Poaching has become more widespread in the sector, given difficulties in bringing in foreign staff. Talent in short supply now include penetration testers and incident responders, especially at the senior level, said Lee.
Among those hiring most aggressively are companies setting up a new Singapore office or doing major expansion here, which are willing to pay a premium for talent, he added.
Stas Protassov, co-founder and technology president of Acronis, agreed that it is an "employees' market" in the foreseeable future. But he is optimistic about the pool of talent expanding.
"We are hiring a lot of people here in Singapore and we are positively surprised with the quality of the people. It's probably not so easy to find someone with 15 years of experience, but there are lot of graduates from local universities who did their bachelor's or master's in cybersecurity... In countries like Indonesia, Malaysia and Vietnam, you can find a lot of people with a reasonable understanding of cybersecurity," said Protassov.
While there is strong demand for cybersecurity solutions in South-east Asia, the bulk of activity has been in ventures that can address the personnel shortage through managed services and outsourcing, said Lee Ser Yen, partner for cyber at KPMG.
"In contrast, there are relatively fewer startups participating in the development of innovative tech solutions, partly since such solutions require a longer investment horizon," he said.
The other challenge is how many South-east Asian businesses do not invest more resources into cybersecurity, seeing the infrastructure as being more costly than the risk of having to pay a fine, noted Horangi's Lee.
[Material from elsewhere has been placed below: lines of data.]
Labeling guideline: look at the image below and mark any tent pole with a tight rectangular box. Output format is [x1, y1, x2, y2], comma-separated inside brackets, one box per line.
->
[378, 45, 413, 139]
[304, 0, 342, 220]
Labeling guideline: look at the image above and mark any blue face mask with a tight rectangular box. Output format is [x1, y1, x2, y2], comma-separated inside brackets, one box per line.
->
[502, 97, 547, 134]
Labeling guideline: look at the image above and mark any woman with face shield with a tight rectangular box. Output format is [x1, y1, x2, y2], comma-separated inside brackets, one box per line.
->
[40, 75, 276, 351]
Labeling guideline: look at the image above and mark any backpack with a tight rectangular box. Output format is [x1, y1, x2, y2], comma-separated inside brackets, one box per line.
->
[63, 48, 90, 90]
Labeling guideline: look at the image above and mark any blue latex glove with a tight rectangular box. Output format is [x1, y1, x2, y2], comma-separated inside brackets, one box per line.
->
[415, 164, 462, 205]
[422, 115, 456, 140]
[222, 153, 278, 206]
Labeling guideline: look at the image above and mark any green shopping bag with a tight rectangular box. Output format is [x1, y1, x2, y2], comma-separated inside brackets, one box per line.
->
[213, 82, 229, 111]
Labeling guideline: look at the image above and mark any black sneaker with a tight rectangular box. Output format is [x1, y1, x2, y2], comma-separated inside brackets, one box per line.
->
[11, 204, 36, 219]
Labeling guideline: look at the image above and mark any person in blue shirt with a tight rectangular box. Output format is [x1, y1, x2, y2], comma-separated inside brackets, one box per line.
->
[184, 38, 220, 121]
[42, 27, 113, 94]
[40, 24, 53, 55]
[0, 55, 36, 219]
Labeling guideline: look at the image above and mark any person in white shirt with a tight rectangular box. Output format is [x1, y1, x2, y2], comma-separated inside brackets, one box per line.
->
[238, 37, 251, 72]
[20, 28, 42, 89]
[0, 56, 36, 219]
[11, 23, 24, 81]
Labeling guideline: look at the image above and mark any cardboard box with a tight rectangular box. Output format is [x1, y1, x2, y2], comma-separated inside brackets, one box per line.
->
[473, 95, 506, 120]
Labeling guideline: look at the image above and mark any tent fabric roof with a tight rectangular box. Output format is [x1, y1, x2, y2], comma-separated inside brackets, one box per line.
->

In addition, some investors also prefer for cybersecurity startups to address the US market, rather than South-east Asia, to attain a higher valuation. This creates a "chicken and egg problem", where if capital is not flowing in here, the cybersecurity startup landscape cannot mature more rapidly, he added.
Notwithstanding the challenges, homegrown cybersecurity startups play an important role as the region's SMEs digitalise, said Lim Kuo-Yi, managing partner of Monk's Hill Ventures, which is invested in Horangi.
"Hackers are always going to look for the weakest link in the whole system. Increasingly, with more SMEs digitalising in the cloud, they are going to form the weakest link from a national perspective," he said.
Steve Lam, EY's Asean cybersecurity leader, is bullish on the government's efforts, such as the Cyber Security Agency of Singapore's industry call for innovation, where the agency may provide up to S$1 million in funding support.
"On one hand, the current cybersecurity talent gap, both in terms of capacity and capability, limits the rate of expansion for cybersecurity startups globally. On the other hand, the talent scarcity challenge could also create opportunities for innovation," he said.